05 March 2012

It's Smartphone Tsunami From China


Some IT industry analysts and observers, especially those who have been watching the market as far back as the PC age, are predicting that today’s newfangled and most-lusted-after smartphones will soon be as commoditized as today’s refrigerators and washing machines.
Now, if you would care to turn back the hands of time by a decade or two, you might recall that personal computers, both the desktop and laptop varieties, used to cost PC owners an arm or two and a pair of legs. Sometimes, PC buyers had to even throw in a head and some innards.

PCs that were not that powerful and lacked some of the features and functions consumers today take for granted were that expensive. And consumers had no choice but shell out the money or they could remain “un-computered,” something that even back then was already detrimental to one’s career and personal advancement.

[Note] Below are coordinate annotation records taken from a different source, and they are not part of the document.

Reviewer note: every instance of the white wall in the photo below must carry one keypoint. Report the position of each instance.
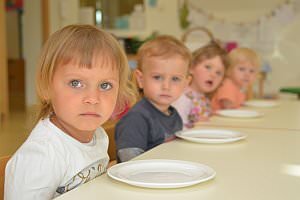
(164, 19)
(285, 67)
(32, 43)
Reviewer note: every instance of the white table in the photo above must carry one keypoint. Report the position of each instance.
(285, 116)
(266, 165)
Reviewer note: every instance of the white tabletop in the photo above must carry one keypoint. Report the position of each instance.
(266, 165)
(285, 116)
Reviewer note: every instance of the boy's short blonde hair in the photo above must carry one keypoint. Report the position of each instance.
(80, 44)
(209, 51)
(243, 54)
(164, 46)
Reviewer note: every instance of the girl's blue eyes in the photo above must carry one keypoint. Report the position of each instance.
(207, 66)
(75, 84)
(78, 84)
(105, 86)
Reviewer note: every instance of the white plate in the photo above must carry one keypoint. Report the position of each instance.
(161, 173)
(211, 135)
(239, 113)
(261, 103)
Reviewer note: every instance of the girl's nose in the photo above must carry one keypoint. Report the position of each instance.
(166, 84)
(92, 97)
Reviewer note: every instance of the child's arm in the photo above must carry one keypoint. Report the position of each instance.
(128, 153)
(131, 135)
(31, 173)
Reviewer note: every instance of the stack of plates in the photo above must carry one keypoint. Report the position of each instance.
(237, 113)
(161, 173)
(261, 103)
(211, 135)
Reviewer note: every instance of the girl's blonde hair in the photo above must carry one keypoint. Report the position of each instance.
(209, 51)
(243, 54)
(80, 43)
(164, 46)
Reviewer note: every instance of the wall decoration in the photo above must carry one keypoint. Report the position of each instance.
(260, 34)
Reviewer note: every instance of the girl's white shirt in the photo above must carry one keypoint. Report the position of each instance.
(50, 163)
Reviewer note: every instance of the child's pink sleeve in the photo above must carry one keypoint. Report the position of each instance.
(226, 91)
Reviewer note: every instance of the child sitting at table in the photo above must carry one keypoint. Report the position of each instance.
(162, 74)
(81, 77)
(207, 72)
(243, 68)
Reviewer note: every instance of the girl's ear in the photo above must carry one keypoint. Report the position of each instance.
(139, 78)
(189, 79)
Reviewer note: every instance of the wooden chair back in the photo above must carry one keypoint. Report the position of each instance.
(3, 162)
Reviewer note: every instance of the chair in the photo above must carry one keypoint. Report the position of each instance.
(3, 162)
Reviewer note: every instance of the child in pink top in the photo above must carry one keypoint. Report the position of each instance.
(207, 72)
(243, 68)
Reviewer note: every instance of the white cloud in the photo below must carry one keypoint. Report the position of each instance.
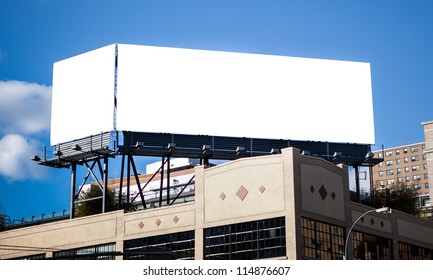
(15, 154)
(25, 108)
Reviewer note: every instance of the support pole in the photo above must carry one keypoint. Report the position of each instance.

Then the clones came. Combined with the advances in manufacturing, components, and computing technologies, the non-branded computers really drove down prices of PCs, which then started coming with features and capabilities that users from just the previous couple of years or so never heard of.
The computer had just become a Frigidaire.
Low-Cost, High-End
In conjunction with and accelerating further the process of the smartphone’s commoditization is the China-based manufacturers’ ongoing introduction of smartphone models that can go toe-to-toe with those manufactured by Western and Japanese vendors but at cheaper prices.

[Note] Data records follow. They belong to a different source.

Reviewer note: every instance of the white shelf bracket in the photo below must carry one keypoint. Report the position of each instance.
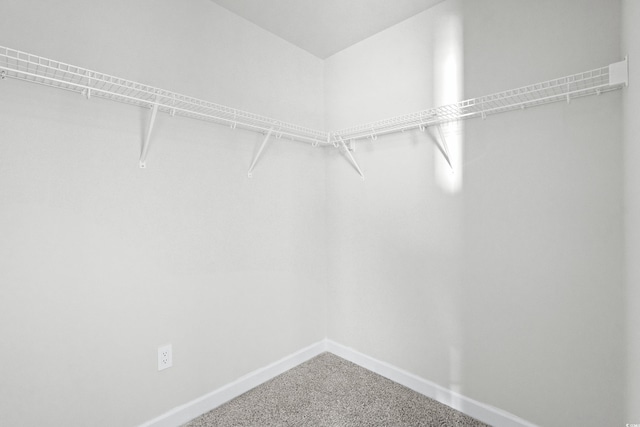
(619, 72)
(442, 145)
(339, 139)
(259, 153)
(145, 146)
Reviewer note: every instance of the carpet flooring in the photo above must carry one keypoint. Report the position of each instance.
(328, 391)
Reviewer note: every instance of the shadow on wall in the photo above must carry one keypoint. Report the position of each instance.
(447, 89)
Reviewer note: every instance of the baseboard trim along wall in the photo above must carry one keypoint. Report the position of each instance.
(485, 413)
(480, 411)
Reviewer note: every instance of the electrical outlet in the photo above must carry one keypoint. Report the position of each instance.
(165, 358)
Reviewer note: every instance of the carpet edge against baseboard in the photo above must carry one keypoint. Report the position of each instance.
(201, 405)
(478, 410)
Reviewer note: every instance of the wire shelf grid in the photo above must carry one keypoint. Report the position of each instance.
(40, 70)
(24, 66)
(566, 88)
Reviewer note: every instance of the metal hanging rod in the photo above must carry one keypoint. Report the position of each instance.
(594, 82)
(36, 69)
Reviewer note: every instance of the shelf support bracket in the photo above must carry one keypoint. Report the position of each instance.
(442, 145)
(259, 153)
(145, 146)
(349, 155)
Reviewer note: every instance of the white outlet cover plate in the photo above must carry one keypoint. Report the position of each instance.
(165, 357)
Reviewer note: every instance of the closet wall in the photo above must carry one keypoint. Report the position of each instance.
(101, 262)
(631, 103)
(505, 280)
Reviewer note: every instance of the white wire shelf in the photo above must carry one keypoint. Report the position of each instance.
(36, 69)
(592, 82)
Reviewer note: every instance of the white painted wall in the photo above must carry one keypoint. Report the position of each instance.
(631, 105)
(509, 290)
(101, 262)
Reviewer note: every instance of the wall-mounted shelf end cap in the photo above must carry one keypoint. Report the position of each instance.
(619, 73)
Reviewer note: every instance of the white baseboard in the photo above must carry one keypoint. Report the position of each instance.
(209, 401)
(480, 411)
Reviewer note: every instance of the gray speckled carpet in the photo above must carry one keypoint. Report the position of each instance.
(330, 391)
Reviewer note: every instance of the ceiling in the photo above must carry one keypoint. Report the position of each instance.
(325, 27)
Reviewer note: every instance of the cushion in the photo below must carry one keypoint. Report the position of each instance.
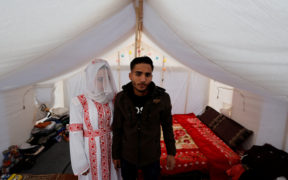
(231, 132)
(208, 115)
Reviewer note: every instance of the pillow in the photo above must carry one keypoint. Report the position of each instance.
(231, 132)
(208, 115)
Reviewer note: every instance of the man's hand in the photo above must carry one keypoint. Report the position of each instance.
(170, 162)
(86, 172)
(116, 163)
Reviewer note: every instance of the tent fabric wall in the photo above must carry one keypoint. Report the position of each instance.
(15, 121)
(68, 57)
(242, 44)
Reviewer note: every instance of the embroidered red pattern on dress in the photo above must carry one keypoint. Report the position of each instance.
(108, 119)
(102, 115)
(75, 127)
(92, 143)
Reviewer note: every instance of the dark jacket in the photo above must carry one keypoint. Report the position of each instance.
(138, 141)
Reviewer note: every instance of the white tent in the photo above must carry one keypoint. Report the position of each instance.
(243, 44)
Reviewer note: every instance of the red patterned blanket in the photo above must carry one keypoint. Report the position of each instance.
(198, 148)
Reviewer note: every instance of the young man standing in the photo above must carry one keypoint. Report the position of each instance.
(139, 111)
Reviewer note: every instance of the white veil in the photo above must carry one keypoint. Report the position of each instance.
(100, 84)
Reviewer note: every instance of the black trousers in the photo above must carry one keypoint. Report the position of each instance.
(130, 171)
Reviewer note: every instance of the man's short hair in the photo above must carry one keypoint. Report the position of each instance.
(139, 60)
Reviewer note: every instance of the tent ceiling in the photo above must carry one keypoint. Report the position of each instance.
(31, 29)
(235, 42)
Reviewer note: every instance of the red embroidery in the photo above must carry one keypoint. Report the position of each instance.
(75, 127)
(92, 143)
(103, 116)
(103, 132)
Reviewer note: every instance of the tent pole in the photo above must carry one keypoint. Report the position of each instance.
(138, 6)
(118, 69)
(187, 92)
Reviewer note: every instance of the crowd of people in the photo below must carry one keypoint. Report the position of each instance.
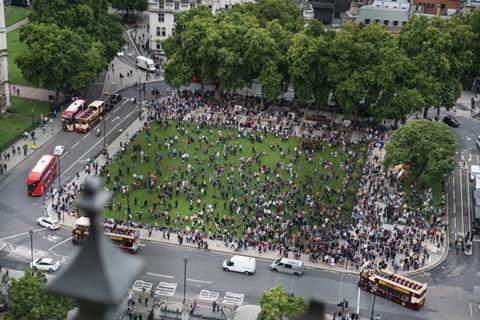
(266, 206)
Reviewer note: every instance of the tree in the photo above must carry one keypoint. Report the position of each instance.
(129, 6)
(90, 16)
(29, 300)
(442, 51)
(427, 147)
(59, 58)
(277, 304)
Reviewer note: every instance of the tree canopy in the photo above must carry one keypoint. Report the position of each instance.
(427, 147)
(59, 58)
(29, 300)
(277, 304)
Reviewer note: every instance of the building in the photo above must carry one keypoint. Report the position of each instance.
(162, 16)
(392, 14)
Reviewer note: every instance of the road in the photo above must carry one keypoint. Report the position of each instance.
(454, 286)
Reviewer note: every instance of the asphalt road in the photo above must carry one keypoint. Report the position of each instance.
(454, 286)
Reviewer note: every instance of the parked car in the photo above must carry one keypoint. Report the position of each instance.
(115, 98)
(289, 266)
(45, 264)
(240, 264)
(49, 223)
(451, 121)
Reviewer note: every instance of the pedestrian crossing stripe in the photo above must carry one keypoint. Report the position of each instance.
(233, 298)
(140, 285)
(208, 295)
(166, 289)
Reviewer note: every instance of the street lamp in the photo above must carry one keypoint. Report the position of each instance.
(185, 260)
(31, 246)
(58, 152)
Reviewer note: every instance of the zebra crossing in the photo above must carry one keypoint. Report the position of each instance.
(168, 289)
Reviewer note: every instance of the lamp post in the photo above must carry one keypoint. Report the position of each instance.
(31, 246)
(185, 260)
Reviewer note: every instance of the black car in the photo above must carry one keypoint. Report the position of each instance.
(115, 98)
(451, 121)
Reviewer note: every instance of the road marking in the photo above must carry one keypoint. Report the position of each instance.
(99, 141)
(22, 234)
(159, 275)
(139, 285)
(166, 289)
(58, 244)
(208, 295)
(461, 201)
(199, 281)
(231, 298)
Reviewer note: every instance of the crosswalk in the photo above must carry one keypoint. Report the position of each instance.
(168, 289)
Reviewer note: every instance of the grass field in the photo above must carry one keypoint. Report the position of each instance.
(15, 48)
(19, 118)
(206, 157)
(14, 14)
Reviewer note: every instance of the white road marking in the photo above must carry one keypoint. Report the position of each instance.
(208, 295)
(159, 275)
(85, 137)
(99, 141)
(21, 234)
(231, 298)
(166, 289)
(199, 281)
(138, 285)
(358, 301)
(461, 201)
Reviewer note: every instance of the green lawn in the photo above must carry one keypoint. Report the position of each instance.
(15, 48)
(22, 106)
(14, 14)
(19, 118)
(201, 155)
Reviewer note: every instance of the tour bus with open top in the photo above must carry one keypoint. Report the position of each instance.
(394, 287)
(41, 175)
(69, 114)
(124, 237)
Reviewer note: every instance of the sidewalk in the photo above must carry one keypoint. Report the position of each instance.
(33, 93)
(41, 137)
(220, 246)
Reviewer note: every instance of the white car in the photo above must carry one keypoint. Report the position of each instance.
(49, 223)
(45, 264)
(58, 151)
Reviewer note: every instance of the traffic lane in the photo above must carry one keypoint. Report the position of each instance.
(165, 263)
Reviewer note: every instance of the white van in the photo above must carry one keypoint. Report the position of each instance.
(474, 171)
(145, 64)
(289, 266)
(240, 264)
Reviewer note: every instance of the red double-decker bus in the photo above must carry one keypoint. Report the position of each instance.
(40, 177)
(394, 287)
(69, 114)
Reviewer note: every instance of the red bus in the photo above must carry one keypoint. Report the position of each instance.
(40, 177)
(69, 114)
(394, 287)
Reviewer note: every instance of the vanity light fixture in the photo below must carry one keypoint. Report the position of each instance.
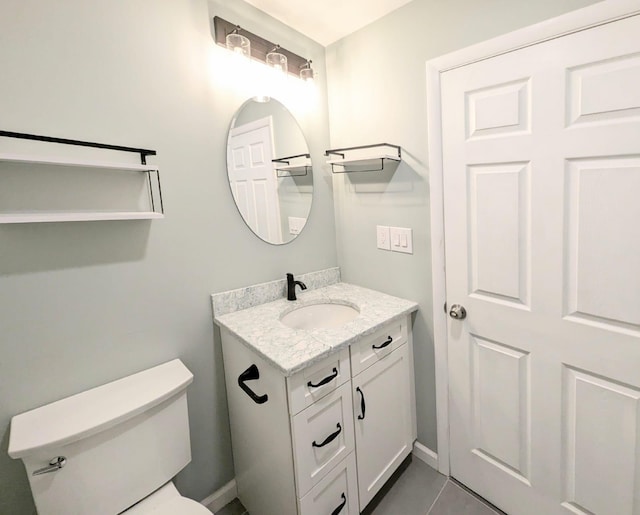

This year, Chinese vendors Huawei Technologies Co. Ltd. and ZTE Corp. aim at grabbing bigger shares of the global market. These highly nimble manufacturers are shifting their focus from manufacturing feature phones to producing more smartphones, a faster growing and more profitable segment, at least for now.
Combined, these giants account for about 7 percent of the world market, selling some 35 million smartphones in 2011, a number forecast to rise to 90 million in 2012. By then, the companies’ share of the market will balloon to 14 percent.
Manufacturers in China have been associated with turning out cheap knockoffs (a reputation not unfairly earned, if we might say so), but Huawei and ZTE have been consistently disproving the notion by creating original and well-designed gadgets and devices. They, however, retained the “low-cost” part, most of the time.
Huawei, for example, launched at the 2012 Mobile World Congress in Barcelona what it claims is the world’s fastest smartphone, the Ascend D Quad. This Huawei smartphone comes with a quad-core processor, which makes it twice as powerful as the formerly trailblazing dual-core processor-equipped smartphones.
Outside of their home market, these companies will focus their business expansion efforts on Europe, Japan, and the United States.
Time to Panic?
Currently, the global market for smartphones is ruled by Apple with its iPhone, followed by Samsung with its Galaxy line of bestsellers. Android, however, is used on more than 50 percent of smartphones, with some 800,000 units of Android-running devices activated each day.
While Research In Motion is trying hard to recover market share, the Nokia-Microsoft alliance is dying to become relevant.
While the iPhone seems steady and immune from all these, the Android makers, RIM, and, most of all, Nokia-Microsoft must recover their competitive streaks fast, before this looming tidal wave from China comes to engulf them.